С этой целью они, прежде всего, усилили террор по отношению ко всяким «контрреволюционерам» и обратили свое особенное внимание на «зеленых».
Хотя наши крестьяне не принимали никакого участия в Фостиковской авантюре и не только не сочувствовали, но относились с определенной враждебностью к Врангелю, большевики, тем не менее, решили воспользоваться благоприятным случаем для сведения счетов с непокорными «зелеными».
Несколько человек сочинских крестьян были арестованы по обвинению в сочувствии Врангелю и отправлены в Екатеринодарскую и Майкопскую тюрьмы. Содержавшиеся с июня месяца в Екатеринодарской Чека крестьяне, в том числе Рощенко и Блохнин, которым черноморское крестьянство было обязано своим освобождением от карательных отрядов Добровольческой армии, были расстреляны, причем имена их фигурировали в списке «врагов крестьян и рабочих».

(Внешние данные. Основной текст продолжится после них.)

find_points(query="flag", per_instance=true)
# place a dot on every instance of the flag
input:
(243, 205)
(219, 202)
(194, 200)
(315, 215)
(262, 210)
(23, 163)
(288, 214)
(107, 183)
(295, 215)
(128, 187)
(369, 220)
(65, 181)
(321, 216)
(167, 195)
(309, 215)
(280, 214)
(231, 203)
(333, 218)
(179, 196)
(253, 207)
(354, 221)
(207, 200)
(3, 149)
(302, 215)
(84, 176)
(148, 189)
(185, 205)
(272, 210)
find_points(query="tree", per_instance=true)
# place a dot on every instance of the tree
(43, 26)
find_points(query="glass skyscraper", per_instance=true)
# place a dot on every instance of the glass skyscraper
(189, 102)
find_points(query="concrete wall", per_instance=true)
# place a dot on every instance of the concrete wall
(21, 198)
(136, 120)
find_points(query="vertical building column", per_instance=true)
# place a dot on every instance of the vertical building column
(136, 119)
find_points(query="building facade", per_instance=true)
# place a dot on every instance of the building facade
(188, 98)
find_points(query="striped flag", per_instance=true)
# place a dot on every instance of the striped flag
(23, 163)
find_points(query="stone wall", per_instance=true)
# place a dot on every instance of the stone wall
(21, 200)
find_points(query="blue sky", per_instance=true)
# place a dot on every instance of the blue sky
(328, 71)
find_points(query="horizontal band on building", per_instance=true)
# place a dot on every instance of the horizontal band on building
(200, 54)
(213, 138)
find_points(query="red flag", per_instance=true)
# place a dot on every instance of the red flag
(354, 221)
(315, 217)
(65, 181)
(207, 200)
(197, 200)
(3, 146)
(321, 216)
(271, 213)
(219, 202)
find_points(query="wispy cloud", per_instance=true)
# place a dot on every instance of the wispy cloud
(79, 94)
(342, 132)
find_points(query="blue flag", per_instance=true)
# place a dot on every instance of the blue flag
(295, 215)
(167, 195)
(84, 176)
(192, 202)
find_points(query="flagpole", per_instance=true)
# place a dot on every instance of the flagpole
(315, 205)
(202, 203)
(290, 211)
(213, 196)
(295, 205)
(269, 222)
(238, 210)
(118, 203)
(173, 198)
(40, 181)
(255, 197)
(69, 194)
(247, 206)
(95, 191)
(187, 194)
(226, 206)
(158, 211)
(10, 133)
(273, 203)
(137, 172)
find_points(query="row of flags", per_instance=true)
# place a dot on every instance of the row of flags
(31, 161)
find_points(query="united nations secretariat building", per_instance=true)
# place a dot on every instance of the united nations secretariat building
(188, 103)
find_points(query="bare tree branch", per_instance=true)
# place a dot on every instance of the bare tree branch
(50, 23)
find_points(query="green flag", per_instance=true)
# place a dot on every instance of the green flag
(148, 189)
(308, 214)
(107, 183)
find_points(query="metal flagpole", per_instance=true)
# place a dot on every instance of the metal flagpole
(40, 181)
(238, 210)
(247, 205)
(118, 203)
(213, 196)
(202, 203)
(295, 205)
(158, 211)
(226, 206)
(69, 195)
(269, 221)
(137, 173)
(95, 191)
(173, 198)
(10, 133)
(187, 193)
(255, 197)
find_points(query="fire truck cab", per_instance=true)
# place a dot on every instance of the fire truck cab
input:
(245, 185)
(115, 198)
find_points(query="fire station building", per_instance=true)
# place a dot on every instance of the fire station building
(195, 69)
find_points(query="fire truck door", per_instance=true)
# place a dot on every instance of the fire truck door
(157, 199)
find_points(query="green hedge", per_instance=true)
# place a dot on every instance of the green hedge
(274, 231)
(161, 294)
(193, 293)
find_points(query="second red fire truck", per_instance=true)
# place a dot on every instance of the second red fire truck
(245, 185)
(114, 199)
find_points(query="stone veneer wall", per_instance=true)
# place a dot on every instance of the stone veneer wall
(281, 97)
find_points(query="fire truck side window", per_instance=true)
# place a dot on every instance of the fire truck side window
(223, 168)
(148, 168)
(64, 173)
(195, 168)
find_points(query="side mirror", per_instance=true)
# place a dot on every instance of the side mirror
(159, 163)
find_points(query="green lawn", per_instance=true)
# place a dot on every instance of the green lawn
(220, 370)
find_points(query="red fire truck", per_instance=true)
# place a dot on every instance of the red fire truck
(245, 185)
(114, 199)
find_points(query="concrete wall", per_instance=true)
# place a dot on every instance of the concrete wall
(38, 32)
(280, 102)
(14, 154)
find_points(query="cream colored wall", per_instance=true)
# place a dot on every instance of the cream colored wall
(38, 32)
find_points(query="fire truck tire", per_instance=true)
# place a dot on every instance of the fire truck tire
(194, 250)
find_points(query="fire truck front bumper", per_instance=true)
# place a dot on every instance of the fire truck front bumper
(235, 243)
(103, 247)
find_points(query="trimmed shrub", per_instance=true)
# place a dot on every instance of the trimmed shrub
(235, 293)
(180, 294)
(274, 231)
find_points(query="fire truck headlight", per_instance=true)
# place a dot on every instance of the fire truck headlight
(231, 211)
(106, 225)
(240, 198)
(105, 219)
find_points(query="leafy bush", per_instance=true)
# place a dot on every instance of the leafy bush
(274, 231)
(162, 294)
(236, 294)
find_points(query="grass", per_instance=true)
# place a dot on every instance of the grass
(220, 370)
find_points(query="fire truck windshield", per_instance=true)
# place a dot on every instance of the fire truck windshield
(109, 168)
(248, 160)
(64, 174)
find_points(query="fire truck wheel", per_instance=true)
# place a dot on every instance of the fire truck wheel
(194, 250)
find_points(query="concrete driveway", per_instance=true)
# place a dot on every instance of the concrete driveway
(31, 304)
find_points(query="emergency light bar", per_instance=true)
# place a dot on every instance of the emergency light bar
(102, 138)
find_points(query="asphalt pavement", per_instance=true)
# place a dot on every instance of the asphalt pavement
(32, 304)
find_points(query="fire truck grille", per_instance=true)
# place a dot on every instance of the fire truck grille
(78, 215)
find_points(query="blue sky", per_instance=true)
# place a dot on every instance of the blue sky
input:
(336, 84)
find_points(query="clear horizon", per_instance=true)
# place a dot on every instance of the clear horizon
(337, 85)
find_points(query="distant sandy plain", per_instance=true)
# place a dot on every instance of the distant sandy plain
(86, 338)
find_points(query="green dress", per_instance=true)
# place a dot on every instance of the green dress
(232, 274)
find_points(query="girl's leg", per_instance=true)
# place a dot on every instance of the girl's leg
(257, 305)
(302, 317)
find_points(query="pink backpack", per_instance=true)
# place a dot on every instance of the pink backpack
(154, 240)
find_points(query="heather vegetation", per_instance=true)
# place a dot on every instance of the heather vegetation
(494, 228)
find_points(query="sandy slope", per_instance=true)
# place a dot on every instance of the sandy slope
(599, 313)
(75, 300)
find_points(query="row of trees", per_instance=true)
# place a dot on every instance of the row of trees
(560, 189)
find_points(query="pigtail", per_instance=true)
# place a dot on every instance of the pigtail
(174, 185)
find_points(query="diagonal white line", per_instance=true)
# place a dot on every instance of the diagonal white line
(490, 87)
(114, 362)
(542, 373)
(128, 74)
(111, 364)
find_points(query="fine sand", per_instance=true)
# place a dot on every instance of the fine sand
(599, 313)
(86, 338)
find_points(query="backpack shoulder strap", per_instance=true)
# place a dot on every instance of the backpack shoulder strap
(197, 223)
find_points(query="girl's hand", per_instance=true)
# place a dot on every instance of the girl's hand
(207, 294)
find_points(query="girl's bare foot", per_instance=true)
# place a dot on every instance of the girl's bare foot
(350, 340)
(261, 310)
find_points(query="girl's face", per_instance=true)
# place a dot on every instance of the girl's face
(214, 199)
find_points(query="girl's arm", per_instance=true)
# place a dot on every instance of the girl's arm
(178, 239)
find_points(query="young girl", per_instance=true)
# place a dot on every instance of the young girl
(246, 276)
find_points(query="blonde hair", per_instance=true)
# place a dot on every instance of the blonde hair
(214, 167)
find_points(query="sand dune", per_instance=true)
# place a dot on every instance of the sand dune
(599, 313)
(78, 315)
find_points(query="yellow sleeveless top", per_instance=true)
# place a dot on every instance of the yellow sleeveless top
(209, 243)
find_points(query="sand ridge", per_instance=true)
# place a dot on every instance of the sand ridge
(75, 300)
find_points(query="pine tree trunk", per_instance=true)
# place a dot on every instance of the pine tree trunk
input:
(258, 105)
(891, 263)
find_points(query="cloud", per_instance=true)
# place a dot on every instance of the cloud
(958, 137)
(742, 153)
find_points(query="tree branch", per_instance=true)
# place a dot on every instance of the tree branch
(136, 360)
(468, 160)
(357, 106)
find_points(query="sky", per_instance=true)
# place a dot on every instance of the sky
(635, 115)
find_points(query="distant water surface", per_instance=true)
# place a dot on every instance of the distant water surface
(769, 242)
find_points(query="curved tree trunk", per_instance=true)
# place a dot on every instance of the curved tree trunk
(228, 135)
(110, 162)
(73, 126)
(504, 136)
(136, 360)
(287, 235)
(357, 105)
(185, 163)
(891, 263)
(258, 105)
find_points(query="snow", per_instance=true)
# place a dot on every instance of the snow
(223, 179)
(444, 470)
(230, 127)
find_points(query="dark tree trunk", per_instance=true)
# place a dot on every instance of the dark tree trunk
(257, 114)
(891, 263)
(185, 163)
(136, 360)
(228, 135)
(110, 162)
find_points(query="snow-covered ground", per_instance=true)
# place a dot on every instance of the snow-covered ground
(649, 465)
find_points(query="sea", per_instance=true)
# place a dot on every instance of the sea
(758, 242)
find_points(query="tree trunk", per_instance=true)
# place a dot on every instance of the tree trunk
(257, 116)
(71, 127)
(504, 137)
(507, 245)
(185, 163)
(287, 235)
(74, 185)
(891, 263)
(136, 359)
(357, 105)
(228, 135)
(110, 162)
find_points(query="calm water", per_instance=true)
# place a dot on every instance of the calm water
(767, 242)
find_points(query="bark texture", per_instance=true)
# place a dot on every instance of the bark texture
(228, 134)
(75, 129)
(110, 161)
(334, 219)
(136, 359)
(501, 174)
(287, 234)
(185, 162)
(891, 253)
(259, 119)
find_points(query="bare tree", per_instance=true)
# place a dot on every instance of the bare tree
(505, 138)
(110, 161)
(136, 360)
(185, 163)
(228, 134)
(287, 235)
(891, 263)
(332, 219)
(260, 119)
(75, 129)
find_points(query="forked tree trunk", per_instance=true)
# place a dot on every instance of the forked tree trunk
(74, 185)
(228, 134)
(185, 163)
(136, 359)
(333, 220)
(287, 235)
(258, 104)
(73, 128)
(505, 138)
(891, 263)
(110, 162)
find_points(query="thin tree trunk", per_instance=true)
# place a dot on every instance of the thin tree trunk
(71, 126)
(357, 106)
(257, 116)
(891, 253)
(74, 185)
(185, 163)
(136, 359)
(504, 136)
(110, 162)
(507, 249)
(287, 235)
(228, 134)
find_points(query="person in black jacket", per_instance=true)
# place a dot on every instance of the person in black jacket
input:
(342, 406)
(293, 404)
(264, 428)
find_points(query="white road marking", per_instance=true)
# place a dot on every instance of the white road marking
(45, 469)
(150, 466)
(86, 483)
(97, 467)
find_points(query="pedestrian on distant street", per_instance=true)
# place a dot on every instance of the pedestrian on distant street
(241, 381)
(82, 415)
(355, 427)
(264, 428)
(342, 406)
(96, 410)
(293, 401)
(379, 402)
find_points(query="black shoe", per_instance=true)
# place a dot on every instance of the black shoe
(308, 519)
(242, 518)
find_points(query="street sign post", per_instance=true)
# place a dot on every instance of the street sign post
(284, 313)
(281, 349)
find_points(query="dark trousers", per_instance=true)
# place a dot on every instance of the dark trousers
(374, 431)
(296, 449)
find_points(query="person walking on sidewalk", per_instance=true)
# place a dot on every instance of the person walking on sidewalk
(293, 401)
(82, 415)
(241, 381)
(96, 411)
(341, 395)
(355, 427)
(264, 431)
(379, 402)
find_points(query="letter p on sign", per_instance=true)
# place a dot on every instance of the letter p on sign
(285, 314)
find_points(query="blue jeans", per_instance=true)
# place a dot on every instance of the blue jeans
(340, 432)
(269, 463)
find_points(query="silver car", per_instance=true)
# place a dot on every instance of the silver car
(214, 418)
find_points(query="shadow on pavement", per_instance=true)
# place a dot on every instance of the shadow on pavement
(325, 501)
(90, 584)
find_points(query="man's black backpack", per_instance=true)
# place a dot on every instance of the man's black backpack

Наступила осень. Большая часть крестьян из прибрежных селений, в которых особенно свирепствовали агенты особых отделов, армейской и других чрезвычаек, покинули свои дома и окончательно переселились в горы.
Здесь они чувствовали себя в большей безопасности, так как большевики избегали появляться в горах, где им за каждым кустом и за каждым камнем чудились «зеленые».
Вскоре в горах выпал снег, совершенно отрезавший черноморских зеленых от всего остального мира.
В виду наступившего затишья, состоявшийся в октябре делегатский крестьянский съезд командировал меня и двух других представителей черноморского крестьянства заграницу, снабдив нас соответствующими полномочиями и дав нам несколько серьезных поручений.
Происшедшее, вскоре после моего отъезда, нападение большевиков на Грузию и занятие ими грузинских портов лишили меня возможности вернуться обратно на Черноморье.
С тех пор, странствуя по Европе, я оказался оторванным от тех людей, с которыми в продолжение трех лет делил горе и радости.
Оглядываясь теперь, через два года, на то далекое и милое, оставшееся там, на берегах Черного моря и в изумрудных горах Сочинского округа, я с глубоким волнением вспоминаю все то, что мне пришлось пережить в этом чудном краю, среди честных, мужественных, простых и дорогих моему сердцу поселян Черноморья.
Там, где крестьяне впервые осуществили свои заветные мечты — добились своего собственного крестьянского самоуправления, временно отнятого у них нынешними властителями России, идея такого крестьянского самоуправления пустила чересчур глубокие корни, и никакие гонения и насилия не вырвут этих корней из сознания черноморского крестьянства.
Быть может крестьянская власть, и особенно руководители этой власти, совершили за время своего недолговременного управления Черноморьем немало ошибок. Но ответственность за эти ошибки падает не на тех крестьян, которые доверили нам бразды правления, а на нас, которые не смогли или не сумели в точности выполнить данные нам указания, а вернее — не сумели разгадать истинных чаяний и стремлений наших доверителей.